The Federal Reserve Board on Tuesday proposed revisions in its Truth-in-Lending commentary to address closed-end credit and late payments.

To determine when a loan qualifies as closed-end, lenders should look at the purpose of the credit, according to the Fed. "If the retailer of pianos establishes a line of credit for the purpose of purchasing a piano, it is unlikely that the creditor can reasonably contemplate repeated transactions," it said. That means the lender must consider the credit as closed-end, which triggers more disclosures than open-end credit.

Also, loans for higher-priced items generally should be treated as closed-end credit because consumers are unlikely to use the credit line for additional purchases. For instance, a $5,000 credit line for a $4,500 satellite television system is not open-end credit because the consumer is unlikely to pay down the loan and buy another satellite dish, it said.

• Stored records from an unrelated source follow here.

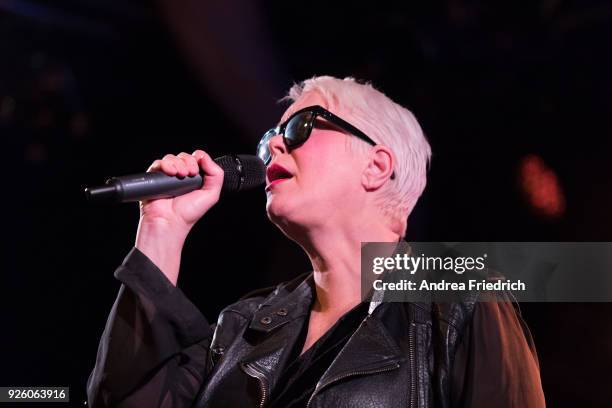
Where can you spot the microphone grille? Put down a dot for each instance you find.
(242, 172)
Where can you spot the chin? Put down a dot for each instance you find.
(285, 214)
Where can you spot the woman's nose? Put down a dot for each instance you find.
(277, 145)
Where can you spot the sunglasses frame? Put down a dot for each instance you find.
(315, 110)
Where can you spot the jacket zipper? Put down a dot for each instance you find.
(263, 382)
(388, 367)
(412, 366)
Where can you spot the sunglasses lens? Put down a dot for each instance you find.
(298, 129)
(263, 149)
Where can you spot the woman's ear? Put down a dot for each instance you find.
(379, 168)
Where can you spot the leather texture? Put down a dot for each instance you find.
(400, 356)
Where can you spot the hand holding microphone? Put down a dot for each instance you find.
(174, 194)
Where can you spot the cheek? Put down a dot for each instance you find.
(327, 169)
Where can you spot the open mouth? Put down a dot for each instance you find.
(277, 174)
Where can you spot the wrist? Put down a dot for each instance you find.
(163, 244)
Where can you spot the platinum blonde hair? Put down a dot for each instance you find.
(387, 123)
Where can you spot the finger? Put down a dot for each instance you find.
(190, 162)
(167, 165)
(181, 168)
(155, 166)
(213, 179)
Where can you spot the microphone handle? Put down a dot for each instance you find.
(141, 186)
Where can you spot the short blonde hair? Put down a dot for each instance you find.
(387, 123)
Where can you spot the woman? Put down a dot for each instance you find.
(346, 165)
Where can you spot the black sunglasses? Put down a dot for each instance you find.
(296, 130)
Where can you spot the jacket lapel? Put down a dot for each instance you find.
(369, 350)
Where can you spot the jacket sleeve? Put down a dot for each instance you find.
(496, 364)
(154, 349)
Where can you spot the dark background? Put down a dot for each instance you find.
(513, 96)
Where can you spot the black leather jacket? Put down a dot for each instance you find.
(158, 350)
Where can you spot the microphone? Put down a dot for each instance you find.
(242, 172)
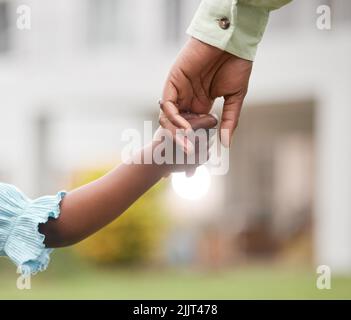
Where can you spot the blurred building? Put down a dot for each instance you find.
(88, 69)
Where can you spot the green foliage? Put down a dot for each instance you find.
(135, 237)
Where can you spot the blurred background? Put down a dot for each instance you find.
(89, 69)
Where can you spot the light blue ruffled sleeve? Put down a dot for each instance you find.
(20, 217)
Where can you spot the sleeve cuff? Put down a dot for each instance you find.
(20, 219)
(247, 25)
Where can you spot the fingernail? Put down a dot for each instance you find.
(189, 146)
(225, 138)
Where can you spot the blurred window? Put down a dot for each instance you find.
(173, 19)
(108, 23)
(4, 26)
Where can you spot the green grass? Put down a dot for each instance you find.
(84, 282)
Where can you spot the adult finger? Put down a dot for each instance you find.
(230, 118)
(169, 106)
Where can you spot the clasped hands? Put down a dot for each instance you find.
(200, 74)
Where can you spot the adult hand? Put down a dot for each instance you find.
(200, 74)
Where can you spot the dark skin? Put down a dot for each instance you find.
(200, 74)
(91, 207)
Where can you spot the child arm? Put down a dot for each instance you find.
(89, 208)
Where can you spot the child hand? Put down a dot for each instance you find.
(196, 142)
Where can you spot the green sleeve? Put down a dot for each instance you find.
(246, 22)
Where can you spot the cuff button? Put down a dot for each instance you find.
(224, 23)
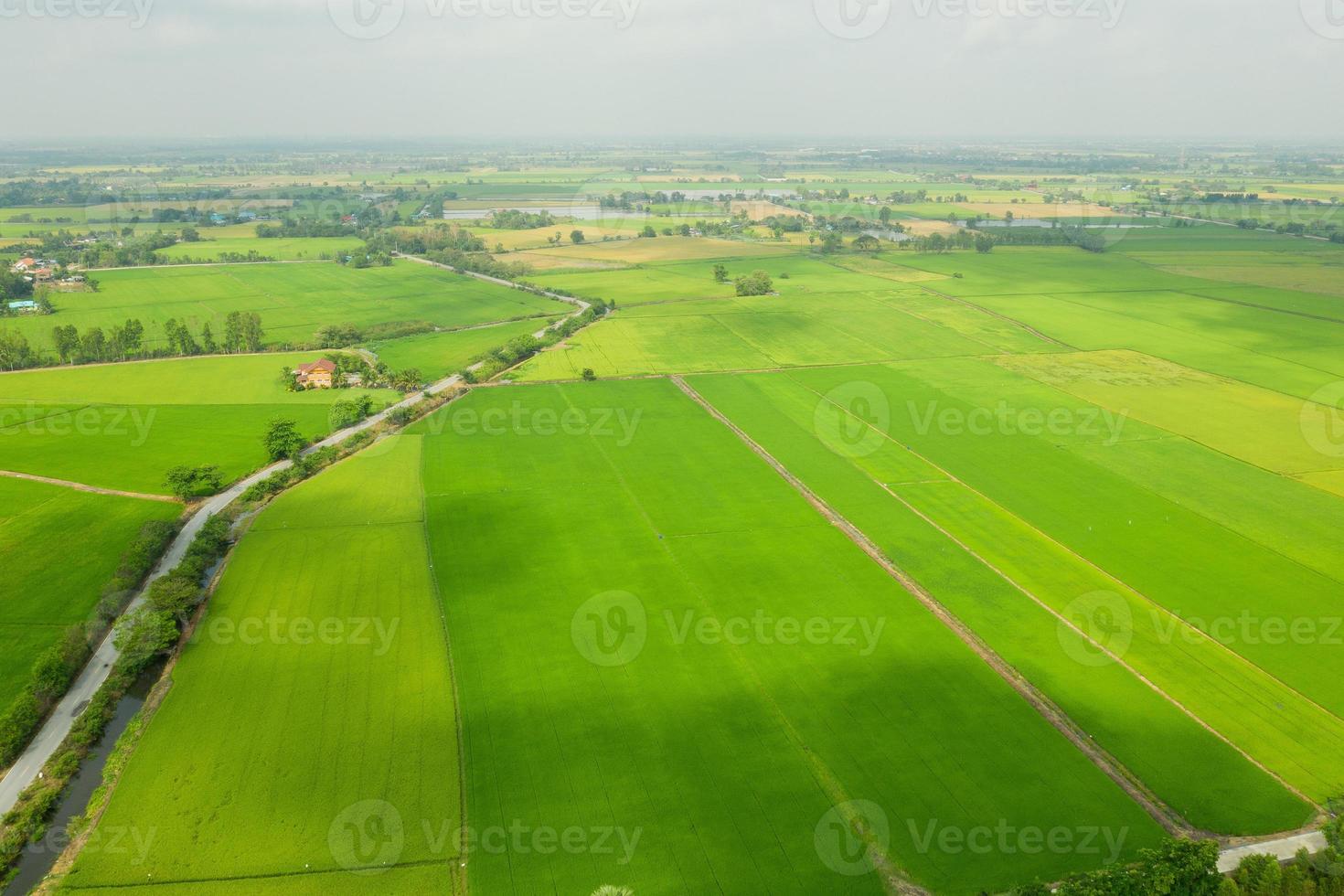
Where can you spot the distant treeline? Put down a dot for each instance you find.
(125, 343)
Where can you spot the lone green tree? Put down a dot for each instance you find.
(283, 440)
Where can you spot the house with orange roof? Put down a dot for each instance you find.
(316, 375)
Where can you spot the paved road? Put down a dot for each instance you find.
(54, 732)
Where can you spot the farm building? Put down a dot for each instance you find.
(316, 375)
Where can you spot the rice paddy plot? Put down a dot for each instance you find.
(871, 484)
(1184, 563)
(725, 758)
(59, 547)
(123, 426)
(311, 726)
(778, 331)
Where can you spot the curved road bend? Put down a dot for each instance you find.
(57, 727)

Finally, the Fed said lenders must make reasonable judgments. For instance, it would be more reasonable to assume customers will repeatedly draw on a line of credit from a thrift than from a company that finances the purchase of aluminum siding.

In the late payment section, the Fed said banks must disclose revised annual percentage rates if interest rates rise when borrowers do not repay on time. A general description, such as, "The rate will increase if the customer fails to remain in good standing," is not specific enough, the Fed said.